Follow changes in ZODB RelStorage PostgreSQL databases

The newt.db.follow module provides an API for subscribing to database changes .

It’s used by newt.db for asynchronous updates, but it can be used for other applications, such as:

  • creating data indexes, such as Elasticsearch indexes.
  • creating alternate representations, such as relational models to support other applications.
  • monitoring or analytics of data changes.

You can get an iterator of changes by calling the updates() function:

>>> import newt.db.follow
>>> import pickle
>>> for batch in newt.db.follow.updates(dsn):
...     for tid, zoid, data in batch:
...         print_(zoid, pickle.loads(data).__name__)
0 PersistentMapping

The updates iterator returns batches to facilitate batch processing of data while processing data as soon as possible. Batches are as large as possible, limited loosly by a target batch size with the constraint that transactions aren’t split between batches. Batches are themselves iterators.

The interator can run over a range of transactions, or can run indefinately, returning new batches as new data are committed.

See the updates reference for detailed documentation. One of the parameters is end_tid, an end transaction id for the iteration. If no end_tid parameter is provided, the iterator will iterate forever, blocking when necessary to wait for new data to be committed.

The data returned by the follower is a pickle, which probably isn’t very useful. You can convert it to JSON using Newt’s JSON conversion. We can update the example above:

>>> import newt.db.follow
>>> import newt.db.jsonpickle

>>> jsonifier = newt.db.jsonpickle.Jsonifier()
>>> for batch in newt.db.follow.updates(dsn):
...     for tid, zoid, data in batch:
...         class_name, _, data = jsonifier((zoid, tid), data)
...         if data is not None:
...             print_(zoid, class_name, data)
0 persistent.mapping.PersistentMapping {"data": {"x": 1}}

Jsonifiers take a label (used for logging errors) and data and return a class_name, a ghost pickle, and object state as JSON data. The ghost pickle is generally only useful to Newt itself, so we ignore it here. If the JSON data returned is None, we skip processing the data. The return value may be None if:

  • the raw data was an empty string, in which case the database record deleted the object,
  • the object class was one the JSON conversion skipped, or
  • There was an error converting the data.

Tracking progress

Often the data returned by the updates iterator is used to update some other data. Often clients will be stopped and later restarted and need to keep track of where they left off. The set_progress_tid() method can be used to save progress for a client:

>>> newt.db.follow.set_progress_tid(dsn, 'mypackage.mymodule', tid)

The first argument is a PostgreSQL database connection. The second argument is a client identifier, typically the dotted name of the client module.
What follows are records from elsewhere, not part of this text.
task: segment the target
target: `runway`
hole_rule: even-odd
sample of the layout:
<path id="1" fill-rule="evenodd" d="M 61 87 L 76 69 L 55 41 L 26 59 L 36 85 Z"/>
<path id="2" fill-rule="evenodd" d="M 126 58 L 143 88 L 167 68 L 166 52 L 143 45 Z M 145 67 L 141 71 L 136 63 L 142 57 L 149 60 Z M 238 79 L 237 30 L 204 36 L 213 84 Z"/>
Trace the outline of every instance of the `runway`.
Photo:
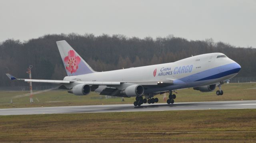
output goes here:
<path id="1" fill-rule="evenodd" d="M 256 108 L 256 100 L 145 104 L 140 107 L 130 104 L 0 109 L 0 115 L 252 108 Z"/>

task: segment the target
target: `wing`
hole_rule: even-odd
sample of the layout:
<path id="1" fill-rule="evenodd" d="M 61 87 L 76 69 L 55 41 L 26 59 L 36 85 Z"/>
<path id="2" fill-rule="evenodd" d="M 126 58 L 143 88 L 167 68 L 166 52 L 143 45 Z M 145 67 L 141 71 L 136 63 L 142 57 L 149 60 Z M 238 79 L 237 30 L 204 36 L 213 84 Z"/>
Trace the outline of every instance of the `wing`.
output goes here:
<path id="1" fill-rule="evenodd" d="M 27 82 L 44 82 L 62 84 L 61 89 L 71 89 L 74 85 L 86 84 L 91 86 L 91 91 L 100 93 L 100 94 L 111 96 L 119 96 L 120 91 L 132 84 L 139 84 L 144 87 L 164 87 L 173 84 L 174 79 L 164 79 L 159 81 L 136 81 L 120 82 L 88 82 L 81 81 L 66 81 L 60 80 L 47 80 L 41 79 L 20 79 L 8 74 L 6 75 L 11 80 L 24 81 Z M 72 83 L 74 84 L 73 85 Z M 64 86 L 65 87 L 64 87 Z"/>
<path id="2" fill-rule="evenodd" d="M 12 75 L 7 73 L 6 74 L 11 80 L 18 80 L 24 81 L 26 82 L 44 82 L 57 84 L 71 84 L 76 82 L 78 84 L 84 84 L 88 85 L 120 85 L 120 82 L 83 82 L 76 81 L 66 81 L 60 80 L 46 80 L 41 79 L 20 79 Z"/>

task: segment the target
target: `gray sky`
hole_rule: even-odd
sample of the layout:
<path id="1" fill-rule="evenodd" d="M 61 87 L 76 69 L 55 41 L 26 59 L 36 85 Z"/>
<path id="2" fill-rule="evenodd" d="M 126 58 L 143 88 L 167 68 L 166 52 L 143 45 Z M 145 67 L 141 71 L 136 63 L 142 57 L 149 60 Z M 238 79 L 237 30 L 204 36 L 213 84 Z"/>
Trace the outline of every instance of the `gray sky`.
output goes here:
<path id="1" fill-rule="evenodd" d="M 173 34 L 256 48 L 256 0 L 0 0 L 0 41 L 71 32 Z"/>

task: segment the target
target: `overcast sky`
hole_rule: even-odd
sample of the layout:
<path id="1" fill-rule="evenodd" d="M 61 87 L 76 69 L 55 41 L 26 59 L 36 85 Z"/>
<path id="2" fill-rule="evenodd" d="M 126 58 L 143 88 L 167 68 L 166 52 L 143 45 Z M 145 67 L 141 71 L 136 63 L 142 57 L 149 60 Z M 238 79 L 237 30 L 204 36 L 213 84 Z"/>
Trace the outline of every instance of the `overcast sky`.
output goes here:
<path id="1" fill-rule="evenodd" d="M 256 48 L 256 0 L 0 0 L 0 42 L 71 32 L 173 34 Z"/>

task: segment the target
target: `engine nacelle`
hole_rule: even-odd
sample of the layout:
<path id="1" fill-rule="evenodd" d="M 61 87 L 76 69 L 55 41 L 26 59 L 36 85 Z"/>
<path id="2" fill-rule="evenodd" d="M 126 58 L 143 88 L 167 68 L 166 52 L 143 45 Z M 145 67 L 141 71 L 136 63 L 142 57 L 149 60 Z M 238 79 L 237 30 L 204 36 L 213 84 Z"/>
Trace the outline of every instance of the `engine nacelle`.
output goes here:
<path id="1" fill-rule="evenodd" d="M 73 93 L 76 95 L 88 95 L 91 91 L 90 85 L 86 84 L 80 84 L 74 86 L 73 88 L 68 90 L 68 93 Z"/>
<path id="2" fill-rule="evenodd" d="M 209 92 L 213 91 L 216 88 L 216 84 L 206 85 L 205 86 L 196 87 L 193 88 L 195 90 L 199 90 L 201 92 Z"/>
<path id="3" fill-rule="evenodd" d="M 144 93 L 144 88 L 140 85 L 132 85 L 126 87 L 123 93 L 129 97 L 141 96 Z"/>

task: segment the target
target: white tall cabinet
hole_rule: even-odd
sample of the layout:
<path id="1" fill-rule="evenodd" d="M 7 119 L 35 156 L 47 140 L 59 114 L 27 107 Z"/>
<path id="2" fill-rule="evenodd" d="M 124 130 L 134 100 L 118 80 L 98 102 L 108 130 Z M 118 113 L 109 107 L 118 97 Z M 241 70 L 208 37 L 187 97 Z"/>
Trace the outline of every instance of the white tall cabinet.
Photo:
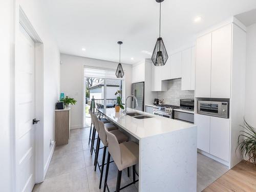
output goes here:
<path id="1" fill-rule="evenodd" d="M 182 90 L 195 90 L 195 47 L 183 51 L 182 52 Z"/>
<path id="2" fill-rule="evenodd" d="M 236 20 L 199 37 L 196 45 L 195 102 L 229 99 L 228 119 L 197 114 L 198 148 L 232 167 L 242 159 L 236 151 L 244 112 L 245 28 Z"/>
The third argument is the last transaction id that was processed.

Later, you can use get_progress_tid() to retrieve the saved transaction id:

>>> start_tid = newt.db.follow.get_progress_tid(dsn, 'mypackage.mymodule')

You’d then pass the retrieved transaction identifier as the start_tid argument to updates().

Garbage collection

One complication in dealing with updating external data is garbage collection. When a Newt DB database is packed, records are removed without generating updates. Data that’s removed from Newt DB when it’s packed should be removed from external representations as well. The easiest way to do this is by splitting packing into 3 steps:

  1. Run zodbpack with the --prepack option:

    zodbpack -d 1 --prepack CONFIG_FILE
    

    This tells zeopack to stop after identifying garbage.

  2. Call the newt.db.follow.garbage() function to get an iterator of object ids that will be deleted in the second phase of packing:

    import newt.db.follow
    for zoid in newt.db.follow.garbage(dsn):
        my_remove_external_data_function(zoid)
    
  3. Run zodbpack with the --use-prepack-state option:

    zodbpack -d 1 --use-prepack-state CONFIG_FILE
    

    This tells zeopack to remove the garbage identified in the first step.